A parliamentary official, a university professor and a representative of the civil society organization ADWRO discuss the finer points of Islam’s traditional role in promoting democracy
In northern Afghanistan, change can sound a little like this: “Previously, I was opposed to female education, I thought that it was unlawful, not in accordance to Islam and the holy Quran. After watching the TV shows on Friday nights through Arzu TV, I realized that in a democratic environment, both women and men have equal rights and according to Islam.”

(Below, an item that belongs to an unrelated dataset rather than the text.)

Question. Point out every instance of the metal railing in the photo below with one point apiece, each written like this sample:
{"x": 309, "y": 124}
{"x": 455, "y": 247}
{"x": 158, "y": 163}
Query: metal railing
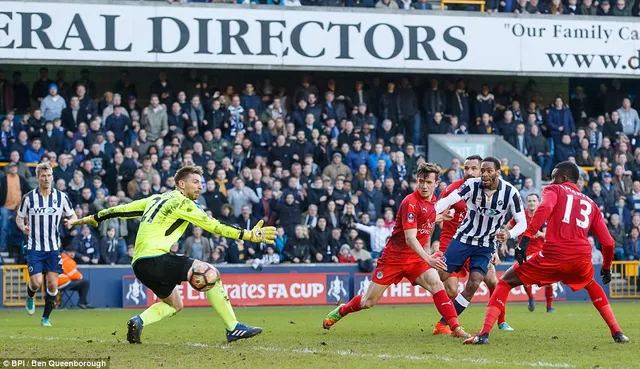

That was a resident of Aqcha district in Jowzjan Province. The man, who added that he will “allow his daughter to continue her education”, had been watching TV. More specifically, he had been watching a televised roundtable discussion on Islam and its tradition of democracy and rights, organized by the Assistance to Defend Afghan Women’s Rights Organization (ADWRO). The ADWRO is one of 19 “core” Afghan-led civil society organizations funded by USAID’s Initiative to Promote Afghan Civil Society (I-PACS II). As is clear from the comments of the man in Aqcha district, ADWRO is having considerable success with its radio and television campaign to promote women’s rights in northern Afghanistan,
The broadcasts generally feature a diverse group of participants, including community leaders and government officials. They discuss the role of civil society and Islam in promoting democracy. It is an example of how the sound of change can start with a simple television show.